According to the Court of Justice, a person requesting access to environmental information may be required to identify him- or herself by his or her actual name and/or physical address. Although such an identification is not compulsory under Directive 2003/4 (“Aarhus Directive”), the Court of Justice held in a ruling of 15 January 2026 (C-129/24) that public authorities may ask for such an identification to ensure that a request is made by a natural or legal person.
Facts of the case
The case concerns a high number of requests for environmental information directed to the Irish partly state-owned forestry undertaking, Coillte Cuideachta Ghníomhaíochta Ainmnithe (“Coillte”), made by anonymous applicants and applicants using pseudonyms inspired by film characters. Coillte took the view that these requests were part of an organised campaign to disrupt its operations and requested the applicants to provide their actual names and addresses, in the absence of which it rejected the requests. As these rejections were appealed, the Irish High Court referred preliminary questions to the Court of Justice on the conformity of these rejections with the Aarhus Directive.

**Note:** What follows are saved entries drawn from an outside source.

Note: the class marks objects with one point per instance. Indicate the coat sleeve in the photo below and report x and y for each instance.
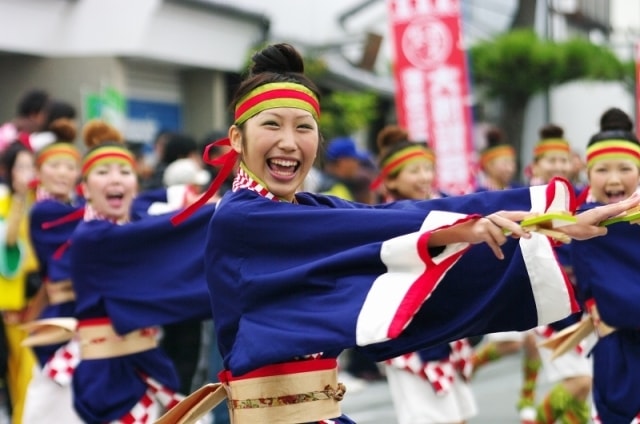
(144, 273)
(327, 275)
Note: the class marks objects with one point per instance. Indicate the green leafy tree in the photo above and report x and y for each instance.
(516, 65)
(342, 112)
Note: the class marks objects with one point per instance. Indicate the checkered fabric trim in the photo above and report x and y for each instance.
(547, 332)
(62, 364)
(155, 396)
(439, 373)
(596, 418)
(244, 180)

The ruling of the Court of Justice
In essence, the preliminary questions revolve around the question whether a Member State may require an “applicant”, within the meaning of Article 2(5) of the Aarhus Directive, to give his real name and/or physical address before granting access to environmental information.

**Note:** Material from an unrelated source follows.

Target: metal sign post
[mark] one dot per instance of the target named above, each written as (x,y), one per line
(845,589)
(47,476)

At the outset, the Court of Justice notes that the Aarhus Directive does not require an applicant to provide this information, as the relevant provision only states that the applicant should be a natural or legal person. The Court of Justice subsequently finds that the objectives of the Aarhus Directive, inter alia to ensure that environmental information is progressively made available and disseminated to the public, do not require the identification of the applicant.
In the absence of EU law provisions defining more precisely the practical arrangements for access to environmental information, the Court of Justice holds that it is for Member States to define the detailed rules for ensuring that requests are actually made by natural or legal persons.
Since the Irish national rules making requests for access to environmental information subject to identification aim to verify that the request emanates from a natural or legal person and to notify the applicant accordingly, the Court of Justice holds that those stricter national rules are not contrary to the principles of equivalence and effectiveness. According to the Court of Justice, the identification does not make it impossible or excessively difficult to exercise the right of access to environmental information.
Final remarks
The judgment at issue clarifies that Member States may make requests to access environmental information subject to stricter identification criteria than the ones laid down in the Aarhus Directive. In the light of the technical possibilities to send mass or automated requests that might hinder continuity in the public service, the ruling gives public authorities tools to filter out requests that do not come from real persons. Less certain, however, is to what extent the requirement to provide one’s physical address, which is now approved by the Court of Justice, is proportionate in cases where access requests are treated in an electronic way.